Stuart spent much of the past year producing Wagoner's last album, which marked a comeback for the Opry star.
"He really was right on top of a great victory lap," Stuart said. "He was awarded. He was celebrated and he had a wonderful 50 years at the Opry. A whole new generation of fans found him."
In May, Wagoner celebrated 50 years at the Grand Ole Opry. The Opry is a place artists such as Lorrie Morgan said will not be the same without the legendary entertainer.
"Well I'll miss his hugs for sure and that laugh," Morgan said. "That HA! That Porter laugh."
At Monday's listener appreciation concert, people who loved the country classics remembered one of their favorites.
"Music brought me to Nashville and of course, Porter was a superstar then, years ago," said Wagoner fan Bill Stepp. "We're losing him. I hate it. I really do."
Wagoner had 81 country and gospel songs on the charts. In 1960, Porter started his own syndicated country music show.

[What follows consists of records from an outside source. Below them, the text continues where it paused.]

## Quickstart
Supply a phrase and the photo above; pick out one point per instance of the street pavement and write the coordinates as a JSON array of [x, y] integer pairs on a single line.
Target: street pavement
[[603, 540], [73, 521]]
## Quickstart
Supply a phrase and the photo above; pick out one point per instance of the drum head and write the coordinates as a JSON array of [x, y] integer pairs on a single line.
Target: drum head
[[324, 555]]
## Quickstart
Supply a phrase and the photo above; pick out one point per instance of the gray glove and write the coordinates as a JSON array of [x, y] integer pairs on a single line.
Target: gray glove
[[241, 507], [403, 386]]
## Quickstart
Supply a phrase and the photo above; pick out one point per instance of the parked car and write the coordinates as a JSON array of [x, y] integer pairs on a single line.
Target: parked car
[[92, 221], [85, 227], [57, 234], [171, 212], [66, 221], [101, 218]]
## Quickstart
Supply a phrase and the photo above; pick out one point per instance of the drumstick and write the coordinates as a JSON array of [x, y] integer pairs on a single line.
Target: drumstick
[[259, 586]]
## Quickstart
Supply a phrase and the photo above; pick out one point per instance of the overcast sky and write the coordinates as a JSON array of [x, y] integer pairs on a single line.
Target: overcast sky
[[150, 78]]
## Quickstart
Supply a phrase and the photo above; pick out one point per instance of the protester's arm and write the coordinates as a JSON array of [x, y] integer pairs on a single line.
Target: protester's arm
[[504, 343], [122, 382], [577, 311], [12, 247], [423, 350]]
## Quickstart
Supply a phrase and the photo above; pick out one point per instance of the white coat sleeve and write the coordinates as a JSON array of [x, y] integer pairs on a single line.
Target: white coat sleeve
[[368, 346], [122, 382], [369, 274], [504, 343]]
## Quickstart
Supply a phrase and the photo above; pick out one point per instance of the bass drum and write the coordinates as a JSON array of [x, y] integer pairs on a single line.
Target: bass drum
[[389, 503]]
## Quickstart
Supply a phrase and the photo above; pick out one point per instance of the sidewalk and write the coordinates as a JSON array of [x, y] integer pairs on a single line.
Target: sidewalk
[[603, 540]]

He won three Emmy Awards. He and longtime duet partner Dolly Parton were the Country Music Association's Duo of the Year in 1970 and 1971.
"When Porter died, it was like a piece of me died with him," Parton said in a statement released Monday. "We were always so attached musically and emotionally."
Parton joined Wagoner's show when she was 21. She credits him for making her a household name.